The senior class council requested $27,500 to fund “Senior Week 2008.” With a completely revamped set of activities and the support of alumni and College President R. Barbara Gitenstein, the senior class council hoped to bring back a dying tradition. The Student Finance Board (SFB) ultimately awarded $5,600 to the senior class council by a 9-4 vote, which was the amount granted for Senior Week last year.
“This is an entirely different Senior Week with new events and traditions. There is a possibility that if this Senior Week doesn’t get off the ground, then it might die,” Nicole Kasian, senior class council secretary, said, referring to last year’s canceled Senior Week, as well as to the decreasing funds the event has received over the past five years.
“It will bring a sense of closure to seniors,” Brad Henriksen, senior class council vice president, said. “This will help them be proud of the College.”
Funding for the event would go to a fair, a Six Flags Great Adventure day trip, a campus carnival and food.
Kasian and Henriksen stressed that they weren’t expecting full funding, but if it were granted to them they said it would be greatly appreciated. Without full funding, the ticket price for Senior Week will be $277.54. With full funding, it would have been lowered to $198.
“I wasn’t going to go to Senior Week,” David Adams, SFB senior representative, said. “But after seeing this presentation, I might go. It was maybe the best presentation all year.”
“It creates school pride and is something to look forward to at the end of the year,” Vivek Kanumuri, SFB sophomore representative, said.
However, the amount of support and fundraising for the event was a major sticking point with some SFB members. Henriksen cited the ticket price as one of the reasons seniors were not interested in attending. SFB ultimately awarded the same amount it gave for last year’s Senior Week.
This event is scheduled to run from May 13 to May 15.
The Inter-Greek Council (IGC) requested $1,543.44 to attend the “Northeast Greek Leadership Association Conference.” IGC wanted funding for six members to attend the conference, which they hoped would give them ideas to advance the fraternal system at the College. SFB unanimously awarded $250, citing a policy rule that only allows $50 each for a maximum of five people to attend a conference.
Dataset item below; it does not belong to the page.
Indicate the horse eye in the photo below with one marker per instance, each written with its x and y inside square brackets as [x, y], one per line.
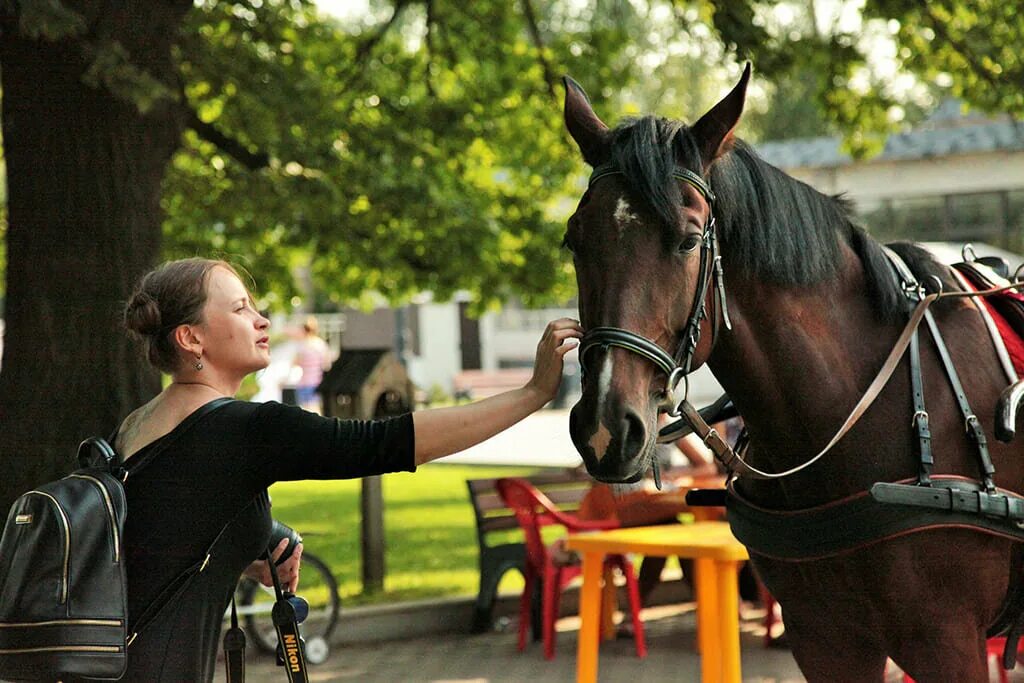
[689, 243]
SFB unanimously awarded $250 to Lions’ EMS, which requested $769.80 to attend the National Collegiate EMS Foundation Annual Conference. Lions’ EMS wanted to attend the event to bring back information to help expand its operating capabilities at the College. SFB again cited its conference policy.
The Haitian Student Association (HSA) requested $737 for its lecture series “Beyond Being the Other.” SFB awarded the group $667, subtracting $70 for “small thank-you gifts” for the speakers, who are professors at the College. It is against SFB policy to give funding for professors who work at the College.
HSA also started promoting the event before requesting any money from SFB, which is against SFB policy.
However, because HSA is a new club, it was granted some leniency.
“I still think it’s a good event,” Matthew McCann, SFB senior representative, said. “They’re new so we should look past the technicalities.”